Justice Krishna Iyer once remarked that even though there is one Supreme Court in Tilak Marg (Delhi), within that, there are 31 Supreme Courts. But for the judges having differing opinions, there will not be any dissenting opinions of the decisions rendered by courts.
In the US Supreme Court, all the nine judges sit together and decide matters. Often, the majority opinion of five judges will carry the order of the day. In our Supreme Court, decisions are rendered by benches comprising of two or three judges.
Only in cases involving constitutionality of a statute, five-judge benches are constituted. Recently, there was a controversy over the bench presided by Chelameswar, giving permission to move an urgent matter in a case in which Chief Justice Deepak Misra’s name figured. He referred the case to be decided by a five-judge bench going down from the second seniormost judge of the apex court.
Promptly, the CJI cancelled that order and sent the matter to a three-judge bench nominated by him. It was pointed out that the CJI, as a master of rolls, can alone decide listing of matters before appropriate benches and no one can take over such power even through judicial orders.
In the recent past, there have been several instances of such decisions taken by other benches being cancelled by the CJI. One such is the vexatious question of preparing a ‘Memorandum of Procedure’ (MoP) for appointment of judges, to be drawn by the Supreme Court. A bench of two judges started hearing the reason for the delay in preparation of the MOP, on the basis of the PIL assigned to them. That order was cancelled by the CJI. The practice of the Chief Justice of a court being empowered to assign work to other judges is a British precedent.
That is how he was also known as master of rolls. There were instances when judges started deciding matters on the basis of newspaper reports or individual letters addressed to them by the public. The Supreme Court ruled (2008) that no individual judges can ever entertain such letter petitions and whether such cases should be heard or not shall be decided only by the Chief Justice.

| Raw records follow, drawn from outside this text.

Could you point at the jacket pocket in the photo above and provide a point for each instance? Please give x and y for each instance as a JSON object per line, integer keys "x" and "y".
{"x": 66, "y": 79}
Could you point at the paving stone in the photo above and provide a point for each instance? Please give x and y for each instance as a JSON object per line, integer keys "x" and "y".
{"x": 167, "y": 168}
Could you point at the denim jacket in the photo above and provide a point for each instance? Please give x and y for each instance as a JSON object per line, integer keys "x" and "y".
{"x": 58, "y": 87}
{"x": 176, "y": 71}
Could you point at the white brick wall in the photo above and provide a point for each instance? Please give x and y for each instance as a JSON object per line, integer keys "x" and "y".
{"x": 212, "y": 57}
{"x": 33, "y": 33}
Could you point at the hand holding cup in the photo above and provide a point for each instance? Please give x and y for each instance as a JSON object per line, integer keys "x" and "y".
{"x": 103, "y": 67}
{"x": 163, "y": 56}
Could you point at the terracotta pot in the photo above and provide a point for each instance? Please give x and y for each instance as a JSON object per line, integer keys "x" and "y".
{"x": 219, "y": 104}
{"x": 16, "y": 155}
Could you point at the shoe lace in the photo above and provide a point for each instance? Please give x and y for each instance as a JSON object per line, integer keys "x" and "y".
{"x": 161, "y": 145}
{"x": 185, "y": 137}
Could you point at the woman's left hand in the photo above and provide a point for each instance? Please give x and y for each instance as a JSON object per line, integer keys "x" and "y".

When the Chief Justice allots portfolio periodically to various benches and at times allot specially ordered matters to a specific bench, he can, in a way, decide the outcome of the case. It is also unthinkable that he could decide matters when his own interest is involved or his name is under a cloud. Therefore, a way out must be found on the matter of allotment of roster to other judges by the head of the judiciary. The four-judge meeting essentially called for a reform in the roster allotment, as well as regulating the power of the Chief Justice.
Normally, it is the people who say that they go to court as a last resort. Now we find judges appealing to the people, calling it as a last resort. Such unconventional measures may not appeal to the conservative mind, but the issues raised by the judges are worth pondering over. We must also note that in the entire subcontinent, the Chief Justices of Pakistan, Sri Lanka and Bangladesh have been sent away, for one reason or the other. However, our pride that our judiciary is invincible is slowly withering away. We should be vigilant and ensure that there is no political interference emerging to take advantage of the difference of opinion among the judges.